I believe that an equilibrium value for e.Digital with only the Lanier contract is about $2/share, assuming a high rate of growth for the Lanier business. That product line has a gross margin of about 30% currently and an expected growth rate of at least 50% per year for at least the next four years.

To calculate the equilibrium market value associated with the Lanier business, consider the growth in revenue over the next four years, at a 50% per year growth rate. This leads to a revenue estimate of $50 million and, at 30% margins, earnings of $15 million or approximately $0.15/share. Take a conservative P/E of 25 for four years from now and the stock price would be $3.75/share at that time. Discount that by 17% per year to reflect expected average market performance over that time period (that is about what the average S&P gain has been over the past twenty years) and the current value is $2/share.

The music player market will be much larger, but probably quite a bit lower in margins -- more likely in the 15% range -- so the value of the revenue is obviously lower. Another key factor is the probable growth rate and length of time that the revenue stream growth will exceed normal economic growth rates.

Let's assume that music player growth prospects are similar to the Lanier business. Good arguments could be made on both sides of the issue (higher growth rates due to the big consumer markets available vs. lower growth rates due to the influence of competition). Taking the middle ground, the music player product sector is thus worth about five times that of the Lanier business. This would add about $10 to the company's market value. (Revenue in four years would be $500 million; margin @15% yields $75 million earnings or about $0.75/share. 25 P/E on this gives a value of $18.75/share. Discounting 4 years back to today @17% gives a present value of $10/share.)

Then there are the Intel-related products to consider, about which we know so little that no market value can be guessed-at (for now!)

And, of course, lots of speculation about other markets could be added to the mix. These could easily lift the valuation substantially above my estimates.

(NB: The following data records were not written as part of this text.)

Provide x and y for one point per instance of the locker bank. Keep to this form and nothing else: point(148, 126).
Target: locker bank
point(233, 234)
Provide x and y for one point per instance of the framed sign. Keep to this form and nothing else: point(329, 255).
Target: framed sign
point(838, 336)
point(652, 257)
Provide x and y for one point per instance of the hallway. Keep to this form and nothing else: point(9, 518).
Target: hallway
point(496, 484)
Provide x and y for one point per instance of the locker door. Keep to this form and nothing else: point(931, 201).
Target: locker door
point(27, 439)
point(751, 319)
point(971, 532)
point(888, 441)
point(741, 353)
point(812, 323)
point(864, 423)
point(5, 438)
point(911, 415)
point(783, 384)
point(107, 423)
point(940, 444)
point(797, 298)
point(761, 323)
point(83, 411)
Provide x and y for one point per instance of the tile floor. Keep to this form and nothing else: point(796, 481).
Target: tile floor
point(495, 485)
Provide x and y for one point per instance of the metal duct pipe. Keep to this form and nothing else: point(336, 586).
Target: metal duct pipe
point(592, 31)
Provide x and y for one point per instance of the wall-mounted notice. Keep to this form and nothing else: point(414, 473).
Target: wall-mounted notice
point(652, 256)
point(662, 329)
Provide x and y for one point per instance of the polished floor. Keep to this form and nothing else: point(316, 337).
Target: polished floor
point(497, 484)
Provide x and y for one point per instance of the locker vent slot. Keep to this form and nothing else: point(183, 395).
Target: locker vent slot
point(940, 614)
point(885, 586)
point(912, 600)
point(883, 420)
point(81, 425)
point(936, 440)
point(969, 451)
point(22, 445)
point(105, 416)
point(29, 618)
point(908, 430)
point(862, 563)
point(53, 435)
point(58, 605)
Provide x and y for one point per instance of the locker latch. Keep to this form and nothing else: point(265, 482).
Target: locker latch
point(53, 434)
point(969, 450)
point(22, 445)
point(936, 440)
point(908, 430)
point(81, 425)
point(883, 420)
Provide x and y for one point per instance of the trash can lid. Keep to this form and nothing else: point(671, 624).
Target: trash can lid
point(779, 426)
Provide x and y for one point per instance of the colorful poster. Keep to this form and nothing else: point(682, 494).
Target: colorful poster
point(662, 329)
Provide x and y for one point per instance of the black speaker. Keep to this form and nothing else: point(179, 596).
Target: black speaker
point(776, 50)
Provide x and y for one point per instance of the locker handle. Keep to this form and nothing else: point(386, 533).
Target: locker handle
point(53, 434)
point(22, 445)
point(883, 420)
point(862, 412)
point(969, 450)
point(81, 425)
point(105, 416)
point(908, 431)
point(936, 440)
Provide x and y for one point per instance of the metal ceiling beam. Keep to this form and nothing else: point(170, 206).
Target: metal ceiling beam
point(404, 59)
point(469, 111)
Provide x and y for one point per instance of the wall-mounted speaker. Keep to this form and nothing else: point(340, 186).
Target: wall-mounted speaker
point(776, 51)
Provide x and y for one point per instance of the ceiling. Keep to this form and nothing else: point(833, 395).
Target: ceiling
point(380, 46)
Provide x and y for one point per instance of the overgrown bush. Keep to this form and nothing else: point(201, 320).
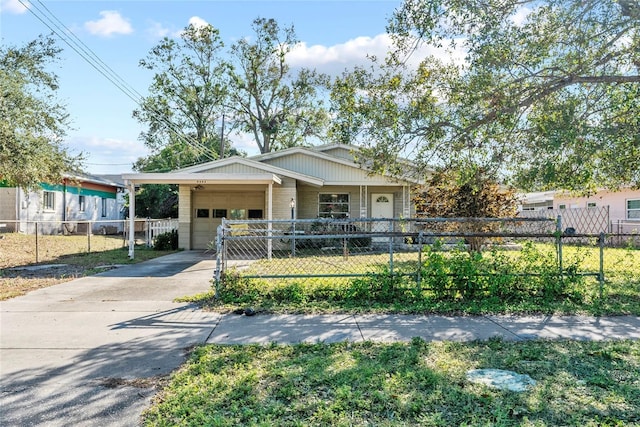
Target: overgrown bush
point(449, 278)
point(166, 241)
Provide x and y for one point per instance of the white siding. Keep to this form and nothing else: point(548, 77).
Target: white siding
point(331, 172)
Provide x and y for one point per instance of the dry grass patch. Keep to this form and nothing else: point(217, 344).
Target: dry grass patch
point(60, 259)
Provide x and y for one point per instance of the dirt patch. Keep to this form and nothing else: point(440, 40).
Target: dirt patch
point(151, 382)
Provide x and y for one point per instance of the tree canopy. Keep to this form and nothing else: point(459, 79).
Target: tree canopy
point(197, 83)
point(185, 97)
point(32, 122)
point(278, 108)
point(547, 94)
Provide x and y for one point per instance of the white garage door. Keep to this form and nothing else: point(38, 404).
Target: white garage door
point(210, 207)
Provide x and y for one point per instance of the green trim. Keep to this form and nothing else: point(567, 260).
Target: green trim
point(79, 190)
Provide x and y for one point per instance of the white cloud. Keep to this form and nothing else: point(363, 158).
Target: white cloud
point(111, 23)
point(335, 59)
point(198, 22)
point(108, 155)
point(157, 31)
point(14, 6)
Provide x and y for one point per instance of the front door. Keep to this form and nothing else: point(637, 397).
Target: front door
point(381, 207)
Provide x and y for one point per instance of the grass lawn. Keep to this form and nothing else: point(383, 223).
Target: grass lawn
point(403, 384)
point(69, 252)
point(501, 291)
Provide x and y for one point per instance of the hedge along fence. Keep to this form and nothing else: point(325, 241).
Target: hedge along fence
point(452, 257)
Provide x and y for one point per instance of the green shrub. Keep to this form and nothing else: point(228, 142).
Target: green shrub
point(166, 241)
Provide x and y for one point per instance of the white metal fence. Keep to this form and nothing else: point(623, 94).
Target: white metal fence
point(146, 231)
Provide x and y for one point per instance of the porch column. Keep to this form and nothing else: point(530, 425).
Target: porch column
point(363, 201)
point(132, 218)
point(406, 201)
point(269, 218)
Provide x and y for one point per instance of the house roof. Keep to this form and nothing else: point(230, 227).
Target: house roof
point(96, 179)
point(277, 163)
point(250, 162)
point(201, 178)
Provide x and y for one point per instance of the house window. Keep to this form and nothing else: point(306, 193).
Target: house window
point(255, 213)
point(49, 201)
point(238, 213)
point(633, 209)
point(331, 205)
point(219, 213)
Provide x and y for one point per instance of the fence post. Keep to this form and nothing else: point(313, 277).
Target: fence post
point(88, 236)
point(559, 243)
point(217, 274)
point(391, 247)
point(148, 232)
point(37, 256)
point(601, 272)
point(419, 273)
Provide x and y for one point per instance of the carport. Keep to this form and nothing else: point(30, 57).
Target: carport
point(189, 183)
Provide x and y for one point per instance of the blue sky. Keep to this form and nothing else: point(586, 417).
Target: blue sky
point(334, 35)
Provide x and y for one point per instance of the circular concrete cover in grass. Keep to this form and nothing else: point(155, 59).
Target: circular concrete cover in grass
point(498, 378)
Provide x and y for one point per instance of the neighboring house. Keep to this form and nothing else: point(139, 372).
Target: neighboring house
point(58, 208)
point(622, 207)
point(313, 182)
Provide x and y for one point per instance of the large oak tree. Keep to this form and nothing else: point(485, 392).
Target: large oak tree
point(33, 123)
point(280, 108)
point(548, 94)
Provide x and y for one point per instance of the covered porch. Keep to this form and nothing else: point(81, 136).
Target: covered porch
point(204, 198)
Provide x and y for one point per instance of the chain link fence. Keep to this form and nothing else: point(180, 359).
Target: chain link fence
point(41, 239)
point(347, 248)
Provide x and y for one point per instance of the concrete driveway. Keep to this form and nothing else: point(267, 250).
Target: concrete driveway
point(69, 354)
point(85, 352)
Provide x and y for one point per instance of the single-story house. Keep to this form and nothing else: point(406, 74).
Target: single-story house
point(306, 182)
point(58, 208)
point(622, 207)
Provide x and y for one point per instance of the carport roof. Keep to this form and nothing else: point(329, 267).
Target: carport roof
point(201, 178)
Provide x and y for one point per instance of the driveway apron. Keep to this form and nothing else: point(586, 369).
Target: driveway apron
point(85, 352)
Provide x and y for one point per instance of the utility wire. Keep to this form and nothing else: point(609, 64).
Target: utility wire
point(58, 28)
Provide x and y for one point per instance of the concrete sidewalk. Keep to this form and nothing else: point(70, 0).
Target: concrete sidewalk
point(288, 329)
point(75, 353)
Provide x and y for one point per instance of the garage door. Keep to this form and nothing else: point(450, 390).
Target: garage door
point(210, 207)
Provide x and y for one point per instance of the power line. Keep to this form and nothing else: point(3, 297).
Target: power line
point(89, 56)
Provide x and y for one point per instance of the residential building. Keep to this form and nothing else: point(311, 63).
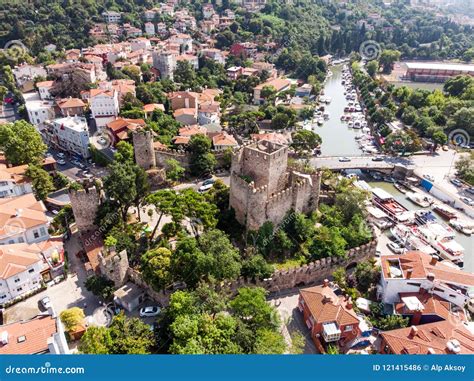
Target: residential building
point(104, 105)
point(330, 318)
point(111, 17)
point(223, 141)
point(71, 106)
point(279, 84)
point(70, 134)
point(22, 220)
point(24, 266)
point(13, 181)
point(43, 334)
point(414, 270)
point(209, 112)
point(443, 337)
point(165, 62)
point(39, 111)
point(44, 89)
point(149, 29)
point(120, 128)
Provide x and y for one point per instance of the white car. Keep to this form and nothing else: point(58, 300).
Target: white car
point(46, 302)
point(150, 311)
point(395, 247)
point(344, 159)
point(206, 185)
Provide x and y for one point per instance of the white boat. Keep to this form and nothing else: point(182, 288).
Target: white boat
point(463, 226)
point(420, 199)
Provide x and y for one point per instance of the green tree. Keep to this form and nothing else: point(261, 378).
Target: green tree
point(388, 58)
point(130, 336)
point(155, 267)
point(174, 171)
point(202, 159)
point(21, 143)
point(72, 318)
point(40, 180)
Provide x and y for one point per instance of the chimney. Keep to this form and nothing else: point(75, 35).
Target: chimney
point(349, 304)
point(416, 318)
point(413, 332)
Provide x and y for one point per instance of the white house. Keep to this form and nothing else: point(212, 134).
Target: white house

(And I know that I am ignoring plenty of other factors like the cost of ramping up the organization to manage a $500+ million business, capital needs, etc., etc. But this is just a rough guess to fill the time until we hear some real news.)

Anyway, the music player and medical markets account for a $12 stock by my crude guestimation approach.

When news hits the market usually over-reacts as it tries to assess the value of the news. A fair guess is about 33% at the peak, so the stock should peak at $16 upon news, then fluctuate around the $12 equilibrium value, dropping to a low of perhaps $6 on a severe reverse reaction.

Why would this be the bottom? If the news suggests that revenue would be $100 million (as I suspect), and the marginal profit rate is 15%, then the EPS would be about $0.18/share ($0.03 from Lanier, $0.15 from the music players). The market would probably assign a P/E of no less than 33, so the minimum price would be $6.00. Another way to consider valuation would be on a multiple of revenue approach, and $6/share would be about 5X revenue per share -- a low value for a stock with e.Digital's growth prospects.

Keep in mind that my guess of the "low" implies that the market would pay essentially nothing for e.Digital's growth prospects. Obviously this condition would not last long and the stock should quickly rebound from that level back towards the $12 range.

Well, that's my basis for hanging on to the stock and why I am looking for $16 in the near-term. What do you think?